Paper
19 July 2010 Automated classification of pointed sources
Author Affiliations +
Abstract
Facing very large and frequently high dimensional data in astronomy, effectiveness and efficiency of algorithms are always the hot issue. Excellent algorithms must avoid the curse of dimensionality and simultaneously should be computationally efficient. Adopting survey data from optical bands (SDSS, USNO-B1.0) and radio band (FIRST), we investigate feature weighting and feature selection by means of random forest algorithm. Then we employ a kd-tree based k-nearest neighbor method (KD-KNN) to discriminate quasars from stars. Then the performance of this approach based on all features, weighted features and selected features are compared.

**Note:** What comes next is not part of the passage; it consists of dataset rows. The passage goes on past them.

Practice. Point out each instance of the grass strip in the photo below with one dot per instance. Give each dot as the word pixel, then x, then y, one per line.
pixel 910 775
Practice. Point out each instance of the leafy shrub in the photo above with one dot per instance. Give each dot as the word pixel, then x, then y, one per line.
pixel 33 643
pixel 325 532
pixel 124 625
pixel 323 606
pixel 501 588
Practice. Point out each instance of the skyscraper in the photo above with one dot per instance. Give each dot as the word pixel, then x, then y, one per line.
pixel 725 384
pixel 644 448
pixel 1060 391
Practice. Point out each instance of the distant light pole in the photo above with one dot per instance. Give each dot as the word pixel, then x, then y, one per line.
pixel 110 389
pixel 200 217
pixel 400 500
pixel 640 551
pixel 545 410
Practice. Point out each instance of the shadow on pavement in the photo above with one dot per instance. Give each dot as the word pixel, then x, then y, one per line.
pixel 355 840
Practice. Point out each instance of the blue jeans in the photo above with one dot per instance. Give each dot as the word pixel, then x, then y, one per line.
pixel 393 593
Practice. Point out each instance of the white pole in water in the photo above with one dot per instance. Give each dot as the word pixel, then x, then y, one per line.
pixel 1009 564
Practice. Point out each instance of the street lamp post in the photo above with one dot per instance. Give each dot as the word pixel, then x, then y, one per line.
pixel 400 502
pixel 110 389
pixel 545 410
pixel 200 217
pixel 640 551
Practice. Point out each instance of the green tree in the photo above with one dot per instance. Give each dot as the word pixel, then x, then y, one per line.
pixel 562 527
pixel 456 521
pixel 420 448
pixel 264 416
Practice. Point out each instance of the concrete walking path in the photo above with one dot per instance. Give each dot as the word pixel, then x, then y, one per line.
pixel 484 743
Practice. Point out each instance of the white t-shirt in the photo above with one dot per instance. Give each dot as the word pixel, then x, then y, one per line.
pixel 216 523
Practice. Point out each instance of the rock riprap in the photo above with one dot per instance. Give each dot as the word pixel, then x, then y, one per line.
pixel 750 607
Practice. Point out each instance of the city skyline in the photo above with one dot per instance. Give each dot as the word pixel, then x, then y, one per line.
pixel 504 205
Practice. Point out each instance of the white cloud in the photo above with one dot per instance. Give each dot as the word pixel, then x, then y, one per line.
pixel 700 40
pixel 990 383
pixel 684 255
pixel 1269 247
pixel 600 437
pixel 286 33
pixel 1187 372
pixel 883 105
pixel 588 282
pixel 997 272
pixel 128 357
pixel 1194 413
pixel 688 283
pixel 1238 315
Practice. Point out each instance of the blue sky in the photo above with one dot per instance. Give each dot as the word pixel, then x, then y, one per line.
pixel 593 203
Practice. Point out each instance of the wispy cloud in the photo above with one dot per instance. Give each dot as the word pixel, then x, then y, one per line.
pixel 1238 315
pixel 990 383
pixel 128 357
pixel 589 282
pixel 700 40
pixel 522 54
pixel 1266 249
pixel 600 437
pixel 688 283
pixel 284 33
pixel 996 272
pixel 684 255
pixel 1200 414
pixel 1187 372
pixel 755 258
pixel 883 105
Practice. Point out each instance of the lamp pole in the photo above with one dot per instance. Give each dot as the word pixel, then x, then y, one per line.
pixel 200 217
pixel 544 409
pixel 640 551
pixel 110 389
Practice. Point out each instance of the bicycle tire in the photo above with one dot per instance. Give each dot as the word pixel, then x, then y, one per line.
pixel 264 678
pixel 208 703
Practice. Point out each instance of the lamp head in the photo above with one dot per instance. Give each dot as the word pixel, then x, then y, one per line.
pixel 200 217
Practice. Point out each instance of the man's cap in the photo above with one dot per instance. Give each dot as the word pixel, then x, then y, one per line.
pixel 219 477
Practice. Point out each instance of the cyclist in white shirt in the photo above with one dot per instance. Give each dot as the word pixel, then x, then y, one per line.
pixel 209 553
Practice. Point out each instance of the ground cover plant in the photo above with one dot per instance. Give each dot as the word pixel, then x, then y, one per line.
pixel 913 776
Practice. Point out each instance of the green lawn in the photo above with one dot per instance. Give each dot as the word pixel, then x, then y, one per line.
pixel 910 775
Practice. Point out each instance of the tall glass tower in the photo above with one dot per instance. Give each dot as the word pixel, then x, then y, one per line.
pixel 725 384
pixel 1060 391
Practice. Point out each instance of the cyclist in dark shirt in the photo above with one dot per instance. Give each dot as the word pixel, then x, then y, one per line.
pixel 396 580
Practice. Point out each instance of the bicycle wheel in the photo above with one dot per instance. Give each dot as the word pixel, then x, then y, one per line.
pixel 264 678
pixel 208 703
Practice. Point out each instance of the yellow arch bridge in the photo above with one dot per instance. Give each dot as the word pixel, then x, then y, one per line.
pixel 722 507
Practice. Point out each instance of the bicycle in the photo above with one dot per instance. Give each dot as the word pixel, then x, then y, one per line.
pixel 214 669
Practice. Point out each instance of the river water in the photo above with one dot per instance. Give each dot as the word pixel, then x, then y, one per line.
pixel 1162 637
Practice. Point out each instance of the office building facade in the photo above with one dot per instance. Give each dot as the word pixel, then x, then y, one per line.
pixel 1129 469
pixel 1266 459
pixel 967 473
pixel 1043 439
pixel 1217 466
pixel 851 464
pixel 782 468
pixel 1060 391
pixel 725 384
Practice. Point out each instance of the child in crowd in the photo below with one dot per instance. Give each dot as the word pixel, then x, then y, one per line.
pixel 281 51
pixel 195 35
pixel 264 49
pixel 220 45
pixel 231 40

The experimental result shows that the accuracy improves when using weighted features or selected features. KD-KNN is a quite easy and efficient approach to nonparametric classification. Obviously KD-KNN combined with random forests is more effective to separate quasars from stars with multi-wavelength data.
© (2010) COPYRIGHT Society of Photo-Optical Instrumentation Engineers (SPIE). Downloading of the abstract is permitted for personal use only.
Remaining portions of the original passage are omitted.